With Einstein's velocity addition rule,
$$u = \dfrac{u' + v}{1+\frac{u'v}{c^2}}$$
what happens when $v$ is very small compared to $c$?
1. $u\rightarrow 0$
2. $u\rightarrow c$
3. $u\rightarrow \infty$
4. $u \approx u' + v$
5. Something else
Note:
* Correct Answer: D
* denominator goes to 1 because second term is near zero - get back classical addition
With Einstein's velocity addition rule,
$$u = \dfrac{u' + v}{1+\frac{u'v}{c^2}}$$
what happens when $u'$ is $c$?
1. $u\rightarrow 0$
2. $u\rightarrow c$
3. $u\rightarrow \infty$
4. $u \approx u' + v$
5. Something else
Note:
* Correct Answer: B
* plug it in and you will get c; if something moves with c it does so in every frame - constant speed of light
With Einstein's velocity addition rule,
$$u = \dfrac{u' + v}{1+\frac{u'v}{c^2}}$$
what happens when $v$ is $c$?
1. $u\rightarrow 0$
2. $u\rightarrow c$
3. $u\rightarrow \infty$
4. $u \approx u' + v$
5. Something else
Note:
* Correct Answer: B
* if frame moves at c, all things move at c
I have seen the Einstein summation notation before:
$$\mathbf{a}\cdot\mathbf{b} \equiv a_{\mu}b^{\mu}$$
1. Yes and I'm comfortable with it
2. Yes, but I'm just a little rusty with it
3. Yes, but I don't remember it it all
3. Nope
**True or False:** The dot product (in 3 space) is invariant to rotations.

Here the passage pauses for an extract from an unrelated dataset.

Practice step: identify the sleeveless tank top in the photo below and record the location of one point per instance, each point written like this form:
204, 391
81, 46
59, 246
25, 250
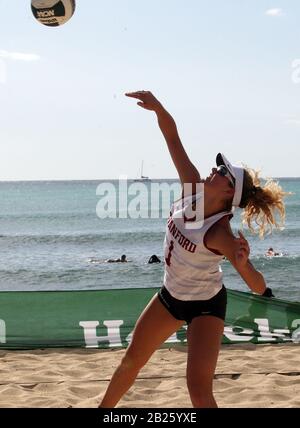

$$\mathbf{a}\cdot\mathbf{b} \equiv a_{\mu}b^{\mu}$$
1. True
2. False
3. No idea
Note:
* Correct answer: A (when Galilean relativity is ok)
Displacement is a defined quantity
$$\Delta x^{\mu} \equiv \left(x^{\mu}_A - x^{\mu}_B\right)$$
Is the displacement a contravariant 4-vector?
1. Yes
2. No
3. Umm...don't know how to tell
4. None of these.
**Be ready to explain your answer.**
Note:
* Correct Answer: A
The displacement between two events $\Delta x^{\mu}$ is a contravariant 4-vector.
Is $5 \Delta x^{\mu}$ also a 4-vector?
1. Yes
2. No
Note:
* Correct Answer: A